O segundo e inesperado desenvolvimento foi o desafio único posto ao Homo sapiens por dois fatores: nós nos erguemos, o
que estreitou a pélvis feminina, e tínhamos crânios maiores. O resultado foi
que os bebês humanos tiveram que nascer mais prematuramente do que as outras
espécies, e então precisavam de proteção parental por mais tempo. Isto fez com
que a parentalidade fosse mais exigente entre humanos que entre outras
espécies, o trabalho de duas pessoas ao invés de uma. Consequentemente, o
fenômeno, muito raro entre mamíferos, de casais vinculados (diferente de outras
espécies onde a contribuição do macho tende a terminar com o ato de
fecundação). Entre muitos primatas, os pais nem mesmo reconhecem seus filhos
quanto mais cuidar deles. Em toda parte no reino animal a maternidade é quase
universal mas a paternidade é rara.
Então o que emergiu adiante com a pessoa humana foi a união de pai e mãe
biológicos para cuidar de seus filhos. Até agora por natureza, mas então veio a
cultura, e a terceira surpresa.
Parece que entre caçadores e coletores, o vínculo entre casais foi a norma.
Então veio a agricultura, e excedente econômico, e cidades e civilização, e
pela primeira vez desigualdades nítidas começaram a emergir entre ricos e
pobres, poderosos e impotentes. Os grandes zigurates na Mesopotâmia e as
pirâmides do antigo Egito, com sua base ampla e topo estreito, foram
monumentais declarações em pedra de uma sociedade hierárquica na qual uns
poucos tinham poder sobre muitos. E a mais óbvia expressão de poder entre
machos alfa, quer sejam humanos ou primatas, é dominar o acesso para fertilizar
mulheres e então maximizar o alcance de seus genes na próxima geração. Daí a
poligamia, que existe em 95% das espécies mamíferas e 75% das culturas
conhecidas pela antropologia. A poligamia é a expressão máxima da desigualdade
porque significa que muitos machos nunca terão a chance de ter uma esposa e
filhos. E a inveja sexual tem sido, através da história, entre animais assim
como entre humanos, o primeiro motor da violência.
Isto é o que faz o primeiro capítulo do Gênesis tão revolucionário com sua
declaração de que cada ser humano, independente de classe, cor, cultura ou
credo, é feito à imagem e semelhança do próprio Deus. Sabemos que no mundo
antigo eram governantes, reis, imperadores e faraós que se consideravam a
imagem de Deus. Logo o que o Gênesis estava dizendo era que todos somos parte
da realeza. Todos têm igual dignidade no reino da fé sob a soberania de Deus.

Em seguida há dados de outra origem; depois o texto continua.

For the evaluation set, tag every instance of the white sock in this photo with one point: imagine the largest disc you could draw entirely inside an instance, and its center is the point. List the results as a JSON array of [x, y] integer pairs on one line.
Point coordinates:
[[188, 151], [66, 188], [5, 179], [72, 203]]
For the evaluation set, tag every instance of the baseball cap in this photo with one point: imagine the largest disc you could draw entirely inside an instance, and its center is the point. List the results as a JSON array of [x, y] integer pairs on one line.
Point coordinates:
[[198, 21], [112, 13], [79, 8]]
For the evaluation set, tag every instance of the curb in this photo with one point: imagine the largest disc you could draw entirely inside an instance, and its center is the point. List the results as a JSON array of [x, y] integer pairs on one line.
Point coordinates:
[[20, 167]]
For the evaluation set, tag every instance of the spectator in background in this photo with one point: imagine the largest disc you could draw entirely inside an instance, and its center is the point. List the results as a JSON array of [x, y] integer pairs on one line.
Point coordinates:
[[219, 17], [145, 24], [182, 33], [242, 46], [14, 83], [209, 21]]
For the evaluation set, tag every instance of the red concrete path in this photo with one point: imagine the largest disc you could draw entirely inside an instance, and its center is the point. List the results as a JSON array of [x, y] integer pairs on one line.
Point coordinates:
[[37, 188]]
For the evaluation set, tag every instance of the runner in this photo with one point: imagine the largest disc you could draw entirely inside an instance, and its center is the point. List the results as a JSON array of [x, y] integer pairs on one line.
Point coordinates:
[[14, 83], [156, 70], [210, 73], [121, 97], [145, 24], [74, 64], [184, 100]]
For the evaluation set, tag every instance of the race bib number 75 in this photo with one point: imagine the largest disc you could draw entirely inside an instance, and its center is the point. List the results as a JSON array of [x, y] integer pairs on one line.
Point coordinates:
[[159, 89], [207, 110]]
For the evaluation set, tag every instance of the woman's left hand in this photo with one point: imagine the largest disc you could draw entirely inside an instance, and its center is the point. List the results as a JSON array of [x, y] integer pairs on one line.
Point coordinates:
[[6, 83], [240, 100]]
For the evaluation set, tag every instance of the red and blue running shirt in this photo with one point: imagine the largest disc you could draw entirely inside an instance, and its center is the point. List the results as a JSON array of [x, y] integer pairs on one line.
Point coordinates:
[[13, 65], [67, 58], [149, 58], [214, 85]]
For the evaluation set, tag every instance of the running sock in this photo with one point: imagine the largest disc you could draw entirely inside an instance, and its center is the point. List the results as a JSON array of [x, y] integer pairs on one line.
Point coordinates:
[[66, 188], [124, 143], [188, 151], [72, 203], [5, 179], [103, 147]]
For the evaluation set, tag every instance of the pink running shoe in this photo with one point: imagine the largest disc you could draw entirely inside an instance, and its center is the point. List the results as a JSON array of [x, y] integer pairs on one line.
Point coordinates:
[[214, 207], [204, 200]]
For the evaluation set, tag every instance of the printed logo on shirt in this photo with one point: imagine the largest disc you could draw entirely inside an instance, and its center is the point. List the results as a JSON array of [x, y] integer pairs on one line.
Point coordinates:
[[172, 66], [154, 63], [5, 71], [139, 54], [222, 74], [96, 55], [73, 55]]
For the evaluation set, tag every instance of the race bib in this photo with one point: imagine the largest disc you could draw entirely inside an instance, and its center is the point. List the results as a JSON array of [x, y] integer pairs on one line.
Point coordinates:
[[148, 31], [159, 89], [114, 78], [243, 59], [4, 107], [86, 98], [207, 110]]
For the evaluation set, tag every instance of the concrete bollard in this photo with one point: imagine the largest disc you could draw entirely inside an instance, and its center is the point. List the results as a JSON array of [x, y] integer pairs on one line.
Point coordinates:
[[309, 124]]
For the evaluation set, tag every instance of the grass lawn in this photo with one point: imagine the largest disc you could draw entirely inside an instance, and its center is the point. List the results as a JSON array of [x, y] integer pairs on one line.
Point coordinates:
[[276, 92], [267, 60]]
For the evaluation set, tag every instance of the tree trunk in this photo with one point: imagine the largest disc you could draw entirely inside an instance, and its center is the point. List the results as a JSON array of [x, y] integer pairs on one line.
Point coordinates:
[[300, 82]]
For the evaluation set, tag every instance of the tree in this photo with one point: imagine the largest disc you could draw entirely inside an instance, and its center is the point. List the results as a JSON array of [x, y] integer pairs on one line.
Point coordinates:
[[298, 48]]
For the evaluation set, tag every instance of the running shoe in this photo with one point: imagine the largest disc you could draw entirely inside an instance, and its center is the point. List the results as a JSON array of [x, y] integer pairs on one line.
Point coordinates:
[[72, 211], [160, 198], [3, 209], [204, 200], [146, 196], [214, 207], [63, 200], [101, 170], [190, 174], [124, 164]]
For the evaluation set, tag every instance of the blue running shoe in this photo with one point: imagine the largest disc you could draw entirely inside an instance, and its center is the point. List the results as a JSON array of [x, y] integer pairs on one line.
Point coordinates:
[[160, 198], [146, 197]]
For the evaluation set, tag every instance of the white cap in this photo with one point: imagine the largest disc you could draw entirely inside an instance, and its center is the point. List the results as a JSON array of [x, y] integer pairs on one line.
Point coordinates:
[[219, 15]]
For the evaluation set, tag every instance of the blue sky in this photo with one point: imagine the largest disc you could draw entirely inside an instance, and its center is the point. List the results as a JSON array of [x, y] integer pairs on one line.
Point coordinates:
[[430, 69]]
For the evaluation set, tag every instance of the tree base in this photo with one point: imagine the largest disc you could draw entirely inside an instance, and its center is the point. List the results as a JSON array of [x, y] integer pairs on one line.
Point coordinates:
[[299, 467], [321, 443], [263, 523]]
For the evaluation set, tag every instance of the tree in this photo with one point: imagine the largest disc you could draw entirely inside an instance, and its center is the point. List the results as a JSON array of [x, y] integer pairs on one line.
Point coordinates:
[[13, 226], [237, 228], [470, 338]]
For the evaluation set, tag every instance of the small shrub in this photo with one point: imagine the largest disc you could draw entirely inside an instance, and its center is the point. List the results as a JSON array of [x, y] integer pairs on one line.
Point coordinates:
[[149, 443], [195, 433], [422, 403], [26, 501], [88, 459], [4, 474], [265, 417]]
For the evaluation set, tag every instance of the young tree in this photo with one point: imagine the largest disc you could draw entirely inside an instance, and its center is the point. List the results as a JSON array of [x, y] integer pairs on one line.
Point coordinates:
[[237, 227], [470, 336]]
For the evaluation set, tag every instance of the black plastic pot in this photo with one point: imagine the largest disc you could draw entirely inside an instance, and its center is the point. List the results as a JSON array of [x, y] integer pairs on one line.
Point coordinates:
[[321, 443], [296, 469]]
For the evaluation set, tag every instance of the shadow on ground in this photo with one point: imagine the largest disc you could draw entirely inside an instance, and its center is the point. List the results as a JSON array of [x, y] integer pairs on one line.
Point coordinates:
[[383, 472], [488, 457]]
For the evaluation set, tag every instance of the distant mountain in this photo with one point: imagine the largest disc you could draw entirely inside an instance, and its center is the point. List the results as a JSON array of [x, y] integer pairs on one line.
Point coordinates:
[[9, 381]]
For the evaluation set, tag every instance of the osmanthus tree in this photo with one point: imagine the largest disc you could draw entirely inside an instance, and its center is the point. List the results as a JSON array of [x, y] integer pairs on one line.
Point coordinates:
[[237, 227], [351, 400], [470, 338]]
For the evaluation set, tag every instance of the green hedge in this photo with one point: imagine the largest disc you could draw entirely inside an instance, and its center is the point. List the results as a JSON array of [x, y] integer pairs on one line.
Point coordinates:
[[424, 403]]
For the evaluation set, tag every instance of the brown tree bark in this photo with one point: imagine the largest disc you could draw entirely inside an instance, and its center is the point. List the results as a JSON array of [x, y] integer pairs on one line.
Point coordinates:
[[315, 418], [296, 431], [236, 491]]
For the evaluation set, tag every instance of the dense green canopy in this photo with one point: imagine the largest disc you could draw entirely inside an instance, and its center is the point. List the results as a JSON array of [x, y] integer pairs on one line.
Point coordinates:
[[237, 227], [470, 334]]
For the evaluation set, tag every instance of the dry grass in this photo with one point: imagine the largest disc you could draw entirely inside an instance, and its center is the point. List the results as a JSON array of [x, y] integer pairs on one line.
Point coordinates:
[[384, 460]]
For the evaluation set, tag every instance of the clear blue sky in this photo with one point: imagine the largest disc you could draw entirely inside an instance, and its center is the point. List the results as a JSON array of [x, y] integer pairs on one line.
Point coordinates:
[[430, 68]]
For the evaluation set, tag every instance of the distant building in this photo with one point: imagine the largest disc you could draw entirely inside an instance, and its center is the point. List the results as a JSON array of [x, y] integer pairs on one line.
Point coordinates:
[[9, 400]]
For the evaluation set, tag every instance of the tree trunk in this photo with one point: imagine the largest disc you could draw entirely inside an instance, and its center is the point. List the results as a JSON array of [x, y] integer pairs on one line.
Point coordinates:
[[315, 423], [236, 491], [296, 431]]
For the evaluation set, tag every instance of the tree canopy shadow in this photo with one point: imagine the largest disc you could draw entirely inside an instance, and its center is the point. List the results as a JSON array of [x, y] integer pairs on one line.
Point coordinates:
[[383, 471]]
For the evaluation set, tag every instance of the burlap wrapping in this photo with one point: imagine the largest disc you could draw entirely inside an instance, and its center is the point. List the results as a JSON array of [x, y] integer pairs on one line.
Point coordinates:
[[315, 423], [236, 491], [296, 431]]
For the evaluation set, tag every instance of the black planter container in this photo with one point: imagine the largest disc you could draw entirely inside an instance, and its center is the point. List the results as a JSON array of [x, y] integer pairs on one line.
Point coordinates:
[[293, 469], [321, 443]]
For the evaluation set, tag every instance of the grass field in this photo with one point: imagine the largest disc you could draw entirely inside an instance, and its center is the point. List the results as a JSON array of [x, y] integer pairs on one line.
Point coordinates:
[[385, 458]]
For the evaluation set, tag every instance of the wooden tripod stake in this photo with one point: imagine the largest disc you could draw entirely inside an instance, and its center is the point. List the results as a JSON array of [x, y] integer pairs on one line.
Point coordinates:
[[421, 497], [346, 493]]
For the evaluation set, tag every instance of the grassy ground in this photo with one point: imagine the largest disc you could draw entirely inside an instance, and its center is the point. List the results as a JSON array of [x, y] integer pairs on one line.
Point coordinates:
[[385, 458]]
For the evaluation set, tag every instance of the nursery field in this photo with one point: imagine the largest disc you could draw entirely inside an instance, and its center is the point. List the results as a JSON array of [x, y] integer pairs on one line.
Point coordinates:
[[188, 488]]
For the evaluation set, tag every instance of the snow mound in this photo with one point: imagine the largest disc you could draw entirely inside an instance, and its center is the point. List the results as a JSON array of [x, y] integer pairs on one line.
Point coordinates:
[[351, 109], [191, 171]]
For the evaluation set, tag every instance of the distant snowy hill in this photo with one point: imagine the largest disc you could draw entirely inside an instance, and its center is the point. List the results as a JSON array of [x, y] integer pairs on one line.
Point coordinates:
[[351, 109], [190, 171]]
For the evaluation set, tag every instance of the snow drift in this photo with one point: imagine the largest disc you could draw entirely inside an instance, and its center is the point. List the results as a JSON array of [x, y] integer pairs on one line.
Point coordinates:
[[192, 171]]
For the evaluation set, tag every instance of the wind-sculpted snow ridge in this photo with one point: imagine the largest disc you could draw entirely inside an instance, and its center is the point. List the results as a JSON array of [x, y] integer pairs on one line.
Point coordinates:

Disto segue-se que cada um de nós tem igualdade de direito em ter um casamento
e filhos, e é por isso, independente de como você interpreta a história de Adão
e Eva - e há diferenças de interpretação entre Judeus e Cristãos - a norma
pressuposta pela história é: uma mulher, um homem. Ou como a própria Bíblia
diz: "É por isso que um homem deixa seu pai e sua mãe e é unido a sua esposa, e
eles tornam-se uma só carne".
A monogamia não se tornou imediatamente a norma, mesmo dentro do mundo da
Bíblia. Mas muitas de suas mais famosas histórias, sobre a tensão entre Sara e
Hagar, ou Léa e Raquel e suas crianças, ou Davi e Betsabá, ou as muitas esposas
de Salomão, são todas críticas que apontam o caminho para a monogamia.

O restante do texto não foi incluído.